As an alternative to both the inherent contempt power of each House and the criminal contempt statutes, in 1978 Congress enacted a civil contempt procedure, which is applicable only to the Senate. The statute gives the U.S. District Court for the District of Columbia jurisdiction over a civil action to enforce, secure a declaratory judgment concerning the validity of, or to prevent a threatened failure or refusal to comply with, any subpoena or order issued by the Senate or a committee or subcommittee. Generally such a suit will be brought by the Senate Legal Counsel, on behalf of the Senate or a Senate committee or subcommittee.
Civil contempt, however, has limitations. Most notable is that the statute granting jurisdiction to the courts to hear such cases is, by its terms, inapplicable in the case of a subpoena issued to an officer or employee of the federal government acting in their official capacity.
During the course of the debates regarding this legislation, the executive branch strongly opposed conferring jurisdiction upon the federal courts to decide such sensitive issues between Congress and the executive branch.

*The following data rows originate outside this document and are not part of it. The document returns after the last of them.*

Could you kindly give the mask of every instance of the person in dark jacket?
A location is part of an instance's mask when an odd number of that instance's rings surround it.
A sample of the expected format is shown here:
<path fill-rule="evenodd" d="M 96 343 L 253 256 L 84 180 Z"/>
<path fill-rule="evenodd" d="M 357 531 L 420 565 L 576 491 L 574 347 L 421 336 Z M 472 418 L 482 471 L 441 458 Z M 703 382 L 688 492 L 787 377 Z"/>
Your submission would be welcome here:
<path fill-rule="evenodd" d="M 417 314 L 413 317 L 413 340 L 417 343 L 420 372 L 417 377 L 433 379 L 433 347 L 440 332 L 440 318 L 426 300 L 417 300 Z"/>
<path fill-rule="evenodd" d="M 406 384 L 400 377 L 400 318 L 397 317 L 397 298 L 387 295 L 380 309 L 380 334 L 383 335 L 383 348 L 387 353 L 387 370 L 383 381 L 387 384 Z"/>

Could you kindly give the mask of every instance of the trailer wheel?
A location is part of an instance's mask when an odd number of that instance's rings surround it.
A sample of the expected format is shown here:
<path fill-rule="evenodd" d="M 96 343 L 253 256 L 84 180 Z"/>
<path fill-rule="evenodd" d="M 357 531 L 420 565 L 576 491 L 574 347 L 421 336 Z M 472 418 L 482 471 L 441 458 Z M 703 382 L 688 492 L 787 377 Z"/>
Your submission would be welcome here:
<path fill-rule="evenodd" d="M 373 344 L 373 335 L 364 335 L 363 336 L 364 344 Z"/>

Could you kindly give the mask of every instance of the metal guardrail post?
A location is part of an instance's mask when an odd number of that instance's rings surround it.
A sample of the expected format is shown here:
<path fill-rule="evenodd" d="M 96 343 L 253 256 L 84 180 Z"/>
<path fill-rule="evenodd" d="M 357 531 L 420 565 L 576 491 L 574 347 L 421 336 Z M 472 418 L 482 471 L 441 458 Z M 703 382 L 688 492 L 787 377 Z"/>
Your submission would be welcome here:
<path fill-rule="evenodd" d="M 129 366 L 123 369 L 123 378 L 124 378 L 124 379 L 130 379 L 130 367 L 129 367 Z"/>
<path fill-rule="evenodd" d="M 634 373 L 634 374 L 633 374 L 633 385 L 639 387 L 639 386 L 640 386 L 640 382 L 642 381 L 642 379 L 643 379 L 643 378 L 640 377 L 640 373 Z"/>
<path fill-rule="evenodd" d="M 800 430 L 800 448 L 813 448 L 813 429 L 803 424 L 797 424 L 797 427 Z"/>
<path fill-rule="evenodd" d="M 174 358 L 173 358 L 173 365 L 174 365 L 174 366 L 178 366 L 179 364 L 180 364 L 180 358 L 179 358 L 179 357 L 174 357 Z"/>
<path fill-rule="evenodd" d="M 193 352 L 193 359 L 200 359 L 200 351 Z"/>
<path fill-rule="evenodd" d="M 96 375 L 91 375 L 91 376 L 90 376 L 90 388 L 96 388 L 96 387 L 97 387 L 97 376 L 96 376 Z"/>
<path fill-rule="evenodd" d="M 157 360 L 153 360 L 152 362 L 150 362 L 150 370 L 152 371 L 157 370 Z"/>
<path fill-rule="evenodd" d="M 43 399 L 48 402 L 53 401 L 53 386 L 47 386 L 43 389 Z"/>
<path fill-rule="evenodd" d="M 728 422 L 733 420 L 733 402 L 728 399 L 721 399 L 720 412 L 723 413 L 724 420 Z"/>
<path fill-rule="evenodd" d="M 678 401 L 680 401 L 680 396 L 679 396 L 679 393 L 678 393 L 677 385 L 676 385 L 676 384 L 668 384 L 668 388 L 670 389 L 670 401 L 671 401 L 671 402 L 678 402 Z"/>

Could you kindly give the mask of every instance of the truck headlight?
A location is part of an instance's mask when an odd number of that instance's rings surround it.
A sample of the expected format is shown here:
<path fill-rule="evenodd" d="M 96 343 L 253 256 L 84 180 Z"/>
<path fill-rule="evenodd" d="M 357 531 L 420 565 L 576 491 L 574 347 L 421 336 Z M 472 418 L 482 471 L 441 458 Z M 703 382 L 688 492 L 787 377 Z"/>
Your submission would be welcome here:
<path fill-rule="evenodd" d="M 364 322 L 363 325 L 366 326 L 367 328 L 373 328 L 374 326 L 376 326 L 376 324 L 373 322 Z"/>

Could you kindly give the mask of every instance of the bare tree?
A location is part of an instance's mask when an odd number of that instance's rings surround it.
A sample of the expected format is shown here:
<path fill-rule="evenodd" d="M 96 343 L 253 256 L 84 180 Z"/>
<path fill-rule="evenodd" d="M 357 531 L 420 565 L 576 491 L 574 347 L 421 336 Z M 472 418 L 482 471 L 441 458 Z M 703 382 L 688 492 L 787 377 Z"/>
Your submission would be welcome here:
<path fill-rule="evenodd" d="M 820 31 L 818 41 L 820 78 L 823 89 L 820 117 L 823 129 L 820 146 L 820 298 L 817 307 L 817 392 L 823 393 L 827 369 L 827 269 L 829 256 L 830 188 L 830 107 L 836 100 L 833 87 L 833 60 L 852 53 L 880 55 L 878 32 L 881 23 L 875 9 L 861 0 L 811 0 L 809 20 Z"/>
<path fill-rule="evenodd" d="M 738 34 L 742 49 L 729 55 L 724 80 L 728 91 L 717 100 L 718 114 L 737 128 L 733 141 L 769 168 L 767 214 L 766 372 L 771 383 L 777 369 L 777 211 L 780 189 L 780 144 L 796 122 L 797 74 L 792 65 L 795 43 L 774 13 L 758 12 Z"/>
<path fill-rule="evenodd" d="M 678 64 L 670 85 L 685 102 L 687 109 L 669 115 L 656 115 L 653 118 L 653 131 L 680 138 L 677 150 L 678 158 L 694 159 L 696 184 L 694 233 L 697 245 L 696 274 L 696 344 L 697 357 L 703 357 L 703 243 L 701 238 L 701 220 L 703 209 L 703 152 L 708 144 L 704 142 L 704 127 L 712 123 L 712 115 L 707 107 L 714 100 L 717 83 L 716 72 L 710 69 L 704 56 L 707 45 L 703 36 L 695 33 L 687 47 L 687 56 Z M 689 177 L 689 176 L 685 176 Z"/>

Testifying before a subcommittee of the Senate Committee on Governmental Operations, then-Assistant Attorney General Antonin Scalia argued that weighing the legislature’s need for information against the executive’s need for confidentiality is “the very type of ‘political question’ from which ... the courts [should] abstain.” In response, Congress amended the proposed legislation excluding from its scope federal officers and employees acting in their official capacity. However, as noted in a report from the House Judiciary Committee in 1988, the exclusion was to apply only in cases in which the President had directed the recipient of the subpoena not to comply with its terms.